Customers usually make the purchase with a spouse or child in mind, but some buy giant bows for themselves. “There’s a good amount of people who are buying a dream car for themself and have wanted to have a big bow on it,” Kingaard-Hughes says. “Even though they knew it was coming, it was fun for them.”
Other than individuals, many of King Size Bows’ customers are car dealerships who use giant bows in their showrooms and commercials.
Maxine Linihan is the financial director and “mom” of the Mercedes-Benz car dealership Fletcher Jones Imports in Las Vegas, and a customer of King Size Bows. She says she took it upon herself to order bows for the showroom — “It has nothing to do with my job, really” — after seeing how good they looked in the Lexus commercials. The Mercedes-Benz is “ridiculously beautiful in itself,” she tells me, but the bows make them even more appealing.
“It looks so pretty,” she says. “When I send you the picture [of the showroom], you’ll be like, ‘Are you kidding me.’”
For Fletcher Jones Imports, Linihan orders 40 Christmas and Hanukkah bows around the holiday time.
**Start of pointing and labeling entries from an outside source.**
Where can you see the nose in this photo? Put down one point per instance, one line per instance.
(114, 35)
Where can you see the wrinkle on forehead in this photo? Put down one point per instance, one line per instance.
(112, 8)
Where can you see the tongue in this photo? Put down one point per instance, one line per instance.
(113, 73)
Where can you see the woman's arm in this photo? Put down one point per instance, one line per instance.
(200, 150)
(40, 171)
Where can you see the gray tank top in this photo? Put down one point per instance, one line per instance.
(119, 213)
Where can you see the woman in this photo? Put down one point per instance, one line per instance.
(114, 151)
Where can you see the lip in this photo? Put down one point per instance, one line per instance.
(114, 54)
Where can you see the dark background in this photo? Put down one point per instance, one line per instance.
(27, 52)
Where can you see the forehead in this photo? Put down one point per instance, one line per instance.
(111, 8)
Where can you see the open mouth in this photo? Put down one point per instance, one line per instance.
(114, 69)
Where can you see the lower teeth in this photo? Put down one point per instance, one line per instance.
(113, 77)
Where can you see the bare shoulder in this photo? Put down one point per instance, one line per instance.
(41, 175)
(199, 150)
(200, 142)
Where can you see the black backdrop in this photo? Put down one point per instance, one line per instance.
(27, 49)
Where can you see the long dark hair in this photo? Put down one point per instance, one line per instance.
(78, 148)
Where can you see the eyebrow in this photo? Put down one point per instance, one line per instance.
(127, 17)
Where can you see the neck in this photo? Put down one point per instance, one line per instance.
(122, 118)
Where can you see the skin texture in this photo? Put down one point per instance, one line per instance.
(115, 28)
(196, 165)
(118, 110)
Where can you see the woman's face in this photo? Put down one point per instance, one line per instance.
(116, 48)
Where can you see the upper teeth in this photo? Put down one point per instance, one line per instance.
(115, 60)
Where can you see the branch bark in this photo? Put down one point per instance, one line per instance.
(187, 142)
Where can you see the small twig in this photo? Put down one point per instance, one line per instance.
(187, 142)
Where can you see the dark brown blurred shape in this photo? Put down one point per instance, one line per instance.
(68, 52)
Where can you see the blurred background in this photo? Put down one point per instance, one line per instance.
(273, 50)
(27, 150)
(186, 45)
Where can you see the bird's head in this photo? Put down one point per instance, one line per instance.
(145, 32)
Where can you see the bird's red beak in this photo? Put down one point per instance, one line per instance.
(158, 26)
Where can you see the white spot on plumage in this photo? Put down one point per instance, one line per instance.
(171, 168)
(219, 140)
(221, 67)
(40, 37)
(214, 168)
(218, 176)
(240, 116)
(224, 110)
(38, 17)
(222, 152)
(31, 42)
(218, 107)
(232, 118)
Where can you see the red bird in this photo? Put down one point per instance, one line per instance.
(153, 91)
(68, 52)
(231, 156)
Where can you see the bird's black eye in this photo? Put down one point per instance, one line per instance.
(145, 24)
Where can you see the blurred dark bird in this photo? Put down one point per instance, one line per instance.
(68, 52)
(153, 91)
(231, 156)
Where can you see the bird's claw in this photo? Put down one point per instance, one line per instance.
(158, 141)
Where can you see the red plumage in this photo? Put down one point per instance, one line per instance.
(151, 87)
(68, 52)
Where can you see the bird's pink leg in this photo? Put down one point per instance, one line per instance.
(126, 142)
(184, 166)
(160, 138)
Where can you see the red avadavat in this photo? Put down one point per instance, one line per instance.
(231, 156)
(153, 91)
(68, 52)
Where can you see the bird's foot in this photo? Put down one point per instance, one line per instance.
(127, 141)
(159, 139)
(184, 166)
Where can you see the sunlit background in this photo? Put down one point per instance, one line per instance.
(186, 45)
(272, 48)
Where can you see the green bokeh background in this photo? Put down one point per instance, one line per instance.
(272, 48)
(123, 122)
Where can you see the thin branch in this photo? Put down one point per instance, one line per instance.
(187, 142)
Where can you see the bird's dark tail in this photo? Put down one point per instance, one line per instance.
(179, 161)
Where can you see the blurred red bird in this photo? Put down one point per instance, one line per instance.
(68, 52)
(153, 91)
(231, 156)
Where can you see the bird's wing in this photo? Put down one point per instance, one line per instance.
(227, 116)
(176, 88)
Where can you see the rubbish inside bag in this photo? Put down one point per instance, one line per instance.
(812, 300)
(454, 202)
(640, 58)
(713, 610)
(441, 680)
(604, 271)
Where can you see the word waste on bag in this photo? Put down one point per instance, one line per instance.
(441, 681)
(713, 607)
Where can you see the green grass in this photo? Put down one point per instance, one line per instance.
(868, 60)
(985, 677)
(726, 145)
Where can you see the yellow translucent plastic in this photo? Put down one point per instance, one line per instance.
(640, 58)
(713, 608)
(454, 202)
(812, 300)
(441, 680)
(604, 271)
By the end of the season, they will have all been purchased. She says most bows are bought for a spouse gifting their unsuspecting loved one with a car, and about 15 percent of all purchases at the dealership during the last quarter of the year are surprise presents.
“Clients love the bow,” she says. “I don’t know how to describe it any more than that.”
Linihan keeps bows in stock during the offseason as well, in case anyone wants to buy them for birthdays. She also puts pinks bows on the cars during Breast Cancer Awareness Month and gold bows to celebrate the Vegas Golden Knights, the city’s hockey team.
“I know it’s just a bow, but I really see a difference in people and it makes them feel good,” she says. “I know it sounds crazy, but I’ve seen it.”